2. Focale lengte:inzoomen helpt
* Langere focuslengtes comprimeren de scène: Het gebruik van langere brandpuntsafstand (bijv. 85 mm, 135 mm, 200 mm) comprimeert de achtergrond, waardoor deze dichter en vervaagt. Zie het als het vergroten van de afstand tussen uw onderwerp en de achtergrond.
* Ideale portretlenzen: Lenzen met brandpuntsafstand tussen 50 mm en 135 mm worden over het algemeen als ideaal beschouwd voor portretten. De 85 mm -lens wordt vaak geprezen als een 'portret prime'.
3. Onderwerp Afstand:kom dichter bij uw onderwerp
* Closer Subject =Meer vervaging: Hoe dichter u bij uw onderwerp bent, hoe ondieper de scherptediepte wordt. Dit betekent dat er meer van de achtergrond zal worden vervaagd. Denk na over hoe je ogen focussen op iets heel dichtbij - je achtergrond vervaagt natuurlijk.
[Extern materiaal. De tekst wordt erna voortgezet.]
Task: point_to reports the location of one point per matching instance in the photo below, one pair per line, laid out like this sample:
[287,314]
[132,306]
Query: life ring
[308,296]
* Beschouw de nabijheid: Krijg niet * te * sluiten, of u riskeert vervorming (vooral met lenzen met bredere hoek) en maakt uw onderwerp ongemakkelijk.
4. Afstand tot achtergrond:Maximaliseer de scheiding
* grotere afstand =meer vervaging: Hoe verder uw onderwerp van de achtergrond is, hoe vervaagd de achtergrond zal zijn. Als uw onderwerp recht tegen een muur staat, is het veel moeilijker om een wazige achtergrond te creëren, zelfs met een breed diafragma.
* Vind ruimte: Zoek naar locaties waar u uw onderwerp enkele voet (of zelfs werven) van de achtergrond kunt positioneren.
5. Sensorgrootte (camerabehuizing):een factor, maar minder belangrijk dan diafragma en brandpuntsafstand
* Full-frame versus gewassensor: Full-frame camera's hebben grotere sensoren dan gewassensorcamera's. Een grotere sensor zorgt in het algemeen voor een ondieper scherptediepte op dezelfde opening en brandpuntsafstand, wat leidt tot meer potentieel voor achtergrond vervaging.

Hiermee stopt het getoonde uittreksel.